So what does it all mean for the Melbourne Victory youth team, with no points on the board and half the season left to play? What yardstick is there when improvement, rather than results are a priority?

“I was asked the question the other day about not having won a game all season and I said you know what? [Victory] played LA Galaxy in front of 40,000 people and three of my youth boys played. That is success, not being top of the youth league,” Davies stated with conviction.

“I was sitting in Canberra watching on TV, and when those three youth boys come on, that gives me a sense of pride that you just can’t buy.
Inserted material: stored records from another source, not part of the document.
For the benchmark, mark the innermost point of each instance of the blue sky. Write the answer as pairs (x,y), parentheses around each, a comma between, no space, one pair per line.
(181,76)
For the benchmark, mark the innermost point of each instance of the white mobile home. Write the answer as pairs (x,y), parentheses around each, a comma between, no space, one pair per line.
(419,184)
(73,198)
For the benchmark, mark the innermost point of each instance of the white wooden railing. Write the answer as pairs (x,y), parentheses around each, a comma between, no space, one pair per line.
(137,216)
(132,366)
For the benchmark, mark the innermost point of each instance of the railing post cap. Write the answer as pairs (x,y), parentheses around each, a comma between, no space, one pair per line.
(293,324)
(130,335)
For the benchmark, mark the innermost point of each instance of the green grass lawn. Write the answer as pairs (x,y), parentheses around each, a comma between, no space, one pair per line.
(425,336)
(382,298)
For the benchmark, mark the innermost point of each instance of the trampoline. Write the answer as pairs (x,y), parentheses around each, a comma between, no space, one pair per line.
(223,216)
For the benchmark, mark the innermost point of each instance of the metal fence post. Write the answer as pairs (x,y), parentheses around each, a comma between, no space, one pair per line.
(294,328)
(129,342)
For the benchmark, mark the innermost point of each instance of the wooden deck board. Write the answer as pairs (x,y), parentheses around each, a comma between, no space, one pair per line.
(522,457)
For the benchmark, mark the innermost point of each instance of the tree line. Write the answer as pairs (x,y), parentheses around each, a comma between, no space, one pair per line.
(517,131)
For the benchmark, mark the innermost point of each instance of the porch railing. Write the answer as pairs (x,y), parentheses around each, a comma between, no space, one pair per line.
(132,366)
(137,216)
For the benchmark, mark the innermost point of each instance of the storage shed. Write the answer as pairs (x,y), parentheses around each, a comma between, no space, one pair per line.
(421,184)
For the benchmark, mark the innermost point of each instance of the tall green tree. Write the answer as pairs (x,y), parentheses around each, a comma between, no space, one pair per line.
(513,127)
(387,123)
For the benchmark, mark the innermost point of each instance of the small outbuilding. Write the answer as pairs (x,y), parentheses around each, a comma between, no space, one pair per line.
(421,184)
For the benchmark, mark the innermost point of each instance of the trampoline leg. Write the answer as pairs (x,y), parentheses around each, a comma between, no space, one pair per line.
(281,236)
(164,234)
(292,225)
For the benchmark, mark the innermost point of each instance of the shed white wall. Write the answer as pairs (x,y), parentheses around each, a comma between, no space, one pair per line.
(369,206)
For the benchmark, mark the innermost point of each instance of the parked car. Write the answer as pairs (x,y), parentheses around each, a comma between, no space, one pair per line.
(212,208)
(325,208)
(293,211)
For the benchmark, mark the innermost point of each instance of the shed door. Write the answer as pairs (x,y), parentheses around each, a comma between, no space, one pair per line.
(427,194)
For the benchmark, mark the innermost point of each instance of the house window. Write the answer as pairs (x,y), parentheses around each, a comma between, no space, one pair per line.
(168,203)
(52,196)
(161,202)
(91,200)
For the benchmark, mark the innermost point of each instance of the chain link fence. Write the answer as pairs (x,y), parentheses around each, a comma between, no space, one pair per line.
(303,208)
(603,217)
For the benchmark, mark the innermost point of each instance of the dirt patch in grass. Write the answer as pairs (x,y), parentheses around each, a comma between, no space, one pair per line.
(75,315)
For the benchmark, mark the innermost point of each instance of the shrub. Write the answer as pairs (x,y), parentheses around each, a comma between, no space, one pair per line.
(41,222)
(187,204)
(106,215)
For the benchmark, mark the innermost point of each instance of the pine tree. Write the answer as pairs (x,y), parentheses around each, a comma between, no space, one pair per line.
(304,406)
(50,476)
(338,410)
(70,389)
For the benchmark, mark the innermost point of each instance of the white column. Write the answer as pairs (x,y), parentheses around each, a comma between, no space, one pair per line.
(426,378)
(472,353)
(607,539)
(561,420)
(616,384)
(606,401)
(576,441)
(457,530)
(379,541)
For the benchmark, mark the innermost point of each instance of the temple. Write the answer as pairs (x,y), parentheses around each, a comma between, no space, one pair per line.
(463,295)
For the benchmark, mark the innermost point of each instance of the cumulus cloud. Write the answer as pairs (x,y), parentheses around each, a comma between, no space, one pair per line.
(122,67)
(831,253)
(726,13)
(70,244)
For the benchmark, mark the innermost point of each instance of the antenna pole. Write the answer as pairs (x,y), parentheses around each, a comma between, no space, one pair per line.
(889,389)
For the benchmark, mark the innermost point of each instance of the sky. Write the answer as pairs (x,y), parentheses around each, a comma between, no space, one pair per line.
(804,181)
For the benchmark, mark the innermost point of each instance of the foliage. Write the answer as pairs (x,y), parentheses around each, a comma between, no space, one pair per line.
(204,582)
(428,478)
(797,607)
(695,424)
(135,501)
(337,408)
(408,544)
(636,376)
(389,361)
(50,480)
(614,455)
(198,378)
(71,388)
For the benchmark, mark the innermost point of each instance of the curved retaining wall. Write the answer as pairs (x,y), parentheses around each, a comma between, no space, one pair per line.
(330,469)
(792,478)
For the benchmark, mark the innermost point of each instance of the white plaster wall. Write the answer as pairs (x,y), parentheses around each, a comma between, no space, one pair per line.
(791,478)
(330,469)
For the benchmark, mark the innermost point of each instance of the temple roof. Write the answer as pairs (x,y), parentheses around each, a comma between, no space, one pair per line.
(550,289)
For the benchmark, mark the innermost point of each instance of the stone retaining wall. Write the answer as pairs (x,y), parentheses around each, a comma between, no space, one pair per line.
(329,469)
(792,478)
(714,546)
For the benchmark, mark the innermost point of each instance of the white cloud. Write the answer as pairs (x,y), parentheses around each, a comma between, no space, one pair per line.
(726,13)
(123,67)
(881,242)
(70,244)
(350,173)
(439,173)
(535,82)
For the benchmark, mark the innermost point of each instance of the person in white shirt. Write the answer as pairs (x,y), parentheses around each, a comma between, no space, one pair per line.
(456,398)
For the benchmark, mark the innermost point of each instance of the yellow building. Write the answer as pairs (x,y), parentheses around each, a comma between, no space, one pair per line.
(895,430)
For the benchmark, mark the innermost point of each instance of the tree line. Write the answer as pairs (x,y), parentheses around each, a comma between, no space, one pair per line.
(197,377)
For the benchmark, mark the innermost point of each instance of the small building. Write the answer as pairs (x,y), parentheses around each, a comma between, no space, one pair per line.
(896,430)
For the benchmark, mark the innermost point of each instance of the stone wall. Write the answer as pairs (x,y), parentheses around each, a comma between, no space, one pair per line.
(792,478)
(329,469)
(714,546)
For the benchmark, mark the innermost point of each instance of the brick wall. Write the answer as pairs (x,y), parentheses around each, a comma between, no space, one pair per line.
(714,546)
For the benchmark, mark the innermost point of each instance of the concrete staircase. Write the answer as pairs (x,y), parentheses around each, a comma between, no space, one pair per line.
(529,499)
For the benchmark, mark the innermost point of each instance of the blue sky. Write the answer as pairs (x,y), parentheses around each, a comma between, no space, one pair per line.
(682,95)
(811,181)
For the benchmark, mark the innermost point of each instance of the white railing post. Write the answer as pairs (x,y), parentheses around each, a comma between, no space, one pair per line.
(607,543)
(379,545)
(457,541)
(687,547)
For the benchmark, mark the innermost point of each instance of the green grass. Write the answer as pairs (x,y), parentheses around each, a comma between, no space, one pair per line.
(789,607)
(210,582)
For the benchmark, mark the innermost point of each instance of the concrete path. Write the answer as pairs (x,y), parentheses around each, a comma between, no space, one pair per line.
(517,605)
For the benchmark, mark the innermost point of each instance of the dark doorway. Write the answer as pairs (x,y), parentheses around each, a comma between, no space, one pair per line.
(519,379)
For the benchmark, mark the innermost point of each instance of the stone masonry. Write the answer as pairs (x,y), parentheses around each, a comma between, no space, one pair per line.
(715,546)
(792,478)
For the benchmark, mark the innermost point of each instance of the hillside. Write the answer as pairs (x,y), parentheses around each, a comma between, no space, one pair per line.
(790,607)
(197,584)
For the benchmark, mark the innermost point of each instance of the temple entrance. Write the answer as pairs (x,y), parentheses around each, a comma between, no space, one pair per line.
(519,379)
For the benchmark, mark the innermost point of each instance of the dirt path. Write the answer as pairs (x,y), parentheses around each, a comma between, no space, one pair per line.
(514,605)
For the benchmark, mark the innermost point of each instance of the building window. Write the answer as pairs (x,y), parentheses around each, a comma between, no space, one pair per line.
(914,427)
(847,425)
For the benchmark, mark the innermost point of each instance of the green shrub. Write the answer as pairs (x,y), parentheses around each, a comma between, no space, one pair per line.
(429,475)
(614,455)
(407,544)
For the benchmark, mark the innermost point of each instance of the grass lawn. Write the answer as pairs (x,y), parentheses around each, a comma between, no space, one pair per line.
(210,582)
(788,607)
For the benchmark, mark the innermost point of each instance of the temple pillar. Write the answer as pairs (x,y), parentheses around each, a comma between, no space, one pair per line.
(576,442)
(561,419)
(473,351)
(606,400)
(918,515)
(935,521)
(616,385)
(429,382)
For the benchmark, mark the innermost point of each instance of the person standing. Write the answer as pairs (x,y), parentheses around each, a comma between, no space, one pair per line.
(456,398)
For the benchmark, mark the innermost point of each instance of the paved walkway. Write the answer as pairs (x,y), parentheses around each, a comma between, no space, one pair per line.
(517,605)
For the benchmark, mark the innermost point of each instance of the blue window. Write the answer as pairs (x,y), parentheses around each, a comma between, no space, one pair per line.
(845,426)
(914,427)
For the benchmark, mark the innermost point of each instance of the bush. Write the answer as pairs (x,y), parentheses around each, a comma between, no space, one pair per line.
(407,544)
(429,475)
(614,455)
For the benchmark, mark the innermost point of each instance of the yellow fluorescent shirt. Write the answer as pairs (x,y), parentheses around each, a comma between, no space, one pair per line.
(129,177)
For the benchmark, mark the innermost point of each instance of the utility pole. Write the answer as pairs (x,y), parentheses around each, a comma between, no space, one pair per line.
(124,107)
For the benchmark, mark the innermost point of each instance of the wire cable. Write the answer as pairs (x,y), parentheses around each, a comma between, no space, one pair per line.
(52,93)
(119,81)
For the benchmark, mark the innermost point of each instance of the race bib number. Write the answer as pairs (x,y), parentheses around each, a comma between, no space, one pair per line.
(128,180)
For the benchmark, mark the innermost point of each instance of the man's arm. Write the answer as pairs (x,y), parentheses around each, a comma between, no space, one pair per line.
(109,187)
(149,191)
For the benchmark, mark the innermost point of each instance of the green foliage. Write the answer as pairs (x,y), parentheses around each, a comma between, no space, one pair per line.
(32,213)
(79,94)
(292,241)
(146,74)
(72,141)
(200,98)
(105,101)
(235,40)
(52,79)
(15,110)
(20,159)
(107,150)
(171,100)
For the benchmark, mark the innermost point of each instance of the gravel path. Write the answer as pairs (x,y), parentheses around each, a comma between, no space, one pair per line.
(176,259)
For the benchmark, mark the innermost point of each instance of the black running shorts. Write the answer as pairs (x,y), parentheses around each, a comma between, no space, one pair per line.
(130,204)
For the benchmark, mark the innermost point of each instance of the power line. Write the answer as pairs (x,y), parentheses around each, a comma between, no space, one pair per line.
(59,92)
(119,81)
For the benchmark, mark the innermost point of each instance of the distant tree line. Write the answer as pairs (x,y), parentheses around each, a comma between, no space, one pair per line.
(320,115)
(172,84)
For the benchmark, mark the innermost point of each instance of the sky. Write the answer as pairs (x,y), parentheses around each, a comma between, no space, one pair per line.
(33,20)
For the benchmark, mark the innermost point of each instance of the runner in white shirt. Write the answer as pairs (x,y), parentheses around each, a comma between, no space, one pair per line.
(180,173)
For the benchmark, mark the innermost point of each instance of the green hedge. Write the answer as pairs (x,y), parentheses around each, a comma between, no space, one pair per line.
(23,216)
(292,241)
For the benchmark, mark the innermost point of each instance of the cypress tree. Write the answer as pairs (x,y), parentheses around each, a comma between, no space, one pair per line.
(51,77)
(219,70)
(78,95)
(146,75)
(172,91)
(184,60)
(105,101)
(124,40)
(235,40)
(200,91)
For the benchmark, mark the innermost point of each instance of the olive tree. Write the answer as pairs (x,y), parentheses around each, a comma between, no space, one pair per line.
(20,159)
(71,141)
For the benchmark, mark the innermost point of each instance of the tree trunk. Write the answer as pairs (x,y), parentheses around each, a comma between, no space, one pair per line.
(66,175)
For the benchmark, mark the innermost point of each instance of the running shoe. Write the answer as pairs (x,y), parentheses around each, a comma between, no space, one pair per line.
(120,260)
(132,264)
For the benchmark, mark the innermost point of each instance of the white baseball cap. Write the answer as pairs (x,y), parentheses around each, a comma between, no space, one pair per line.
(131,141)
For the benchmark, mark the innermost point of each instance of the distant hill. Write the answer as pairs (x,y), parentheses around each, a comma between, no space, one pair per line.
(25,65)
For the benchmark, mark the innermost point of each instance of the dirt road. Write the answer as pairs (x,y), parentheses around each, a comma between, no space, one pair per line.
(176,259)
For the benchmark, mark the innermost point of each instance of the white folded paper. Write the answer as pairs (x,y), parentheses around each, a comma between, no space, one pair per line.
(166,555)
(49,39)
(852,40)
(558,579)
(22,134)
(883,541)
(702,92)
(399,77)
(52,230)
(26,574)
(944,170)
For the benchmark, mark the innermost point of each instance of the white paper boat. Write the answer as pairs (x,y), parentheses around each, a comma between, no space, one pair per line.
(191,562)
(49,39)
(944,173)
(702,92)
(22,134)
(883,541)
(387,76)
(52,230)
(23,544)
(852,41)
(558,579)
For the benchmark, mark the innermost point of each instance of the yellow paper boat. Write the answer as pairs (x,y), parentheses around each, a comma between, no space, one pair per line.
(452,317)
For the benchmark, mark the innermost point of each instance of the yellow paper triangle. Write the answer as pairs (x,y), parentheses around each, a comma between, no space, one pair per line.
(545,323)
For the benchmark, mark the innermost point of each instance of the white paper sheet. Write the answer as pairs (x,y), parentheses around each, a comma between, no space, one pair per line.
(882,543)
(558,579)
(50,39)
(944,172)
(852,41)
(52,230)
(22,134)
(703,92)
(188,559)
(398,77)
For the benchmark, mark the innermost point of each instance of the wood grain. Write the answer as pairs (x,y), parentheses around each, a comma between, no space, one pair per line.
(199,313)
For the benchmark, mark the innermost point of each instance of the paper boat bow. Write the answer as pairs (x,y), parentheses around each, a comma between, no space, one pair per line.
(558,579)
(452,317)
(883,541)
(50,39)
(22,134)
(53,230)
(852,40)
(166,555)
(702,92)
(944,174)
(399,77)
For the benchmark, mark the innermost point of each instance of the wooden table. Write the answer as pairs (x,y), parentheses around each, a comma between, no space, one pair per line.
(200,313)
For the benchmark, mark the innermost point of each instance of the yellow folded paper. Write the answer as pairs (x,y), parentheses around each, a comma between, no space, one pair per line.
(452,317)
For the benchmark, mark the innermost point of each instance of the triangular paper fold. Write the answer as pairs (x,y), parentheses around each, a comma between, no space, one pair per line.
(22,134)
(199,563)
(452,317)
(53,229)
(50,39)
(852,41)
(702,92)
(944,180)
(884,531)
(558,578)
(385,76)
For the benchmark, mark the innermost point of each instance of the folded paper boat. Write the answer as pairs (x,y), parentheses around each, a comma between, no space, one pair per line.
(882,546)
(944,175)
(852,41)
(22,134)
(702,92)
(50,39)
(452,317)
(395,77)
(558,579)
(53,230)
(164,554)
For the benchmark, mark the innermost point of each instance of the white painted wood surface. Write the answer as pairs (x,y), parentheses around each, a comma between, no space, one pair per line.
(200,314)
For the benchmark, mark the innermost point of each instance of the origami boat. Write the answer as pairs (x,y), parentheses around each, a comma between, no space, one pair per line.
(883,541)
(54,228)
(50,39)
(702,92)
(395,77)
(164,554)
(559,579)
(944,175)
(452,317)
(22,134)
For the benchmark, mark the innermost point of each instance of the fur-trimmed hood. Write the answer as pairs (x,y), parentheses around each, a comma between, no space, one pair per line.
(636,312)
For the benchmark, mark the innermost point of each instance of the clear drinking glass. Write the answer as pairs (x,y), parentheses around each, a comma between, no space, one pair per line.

You know that for me shows we’re on our way forward, we’re on the right track.”

There is a sense of having turned the corner though, none more so when you compare where the players started out and where they are at the moment. With a very young squad made up of mainly 16 and 17-year-olds, Davies has often had to send them out against 19 and 20-year-olds with stronger bodies and more experienced football minds. It is a very steep learning curve, but one he fervently hopes will reap benefits in the long term.

For now, the Melbourne Victory youths have their eyes on the matchup against the Newcastle Jets at Kingston Heath over the weekend. They’ll be hoping to push their opponents to the limit and hopefully grab their first points of the season. The ability is there, the belief is slowly appearing and it appears a matter of time before their efforts bear fruit.

The last time these two teams met, it was damage limitation. This time, they’re going in for the kill.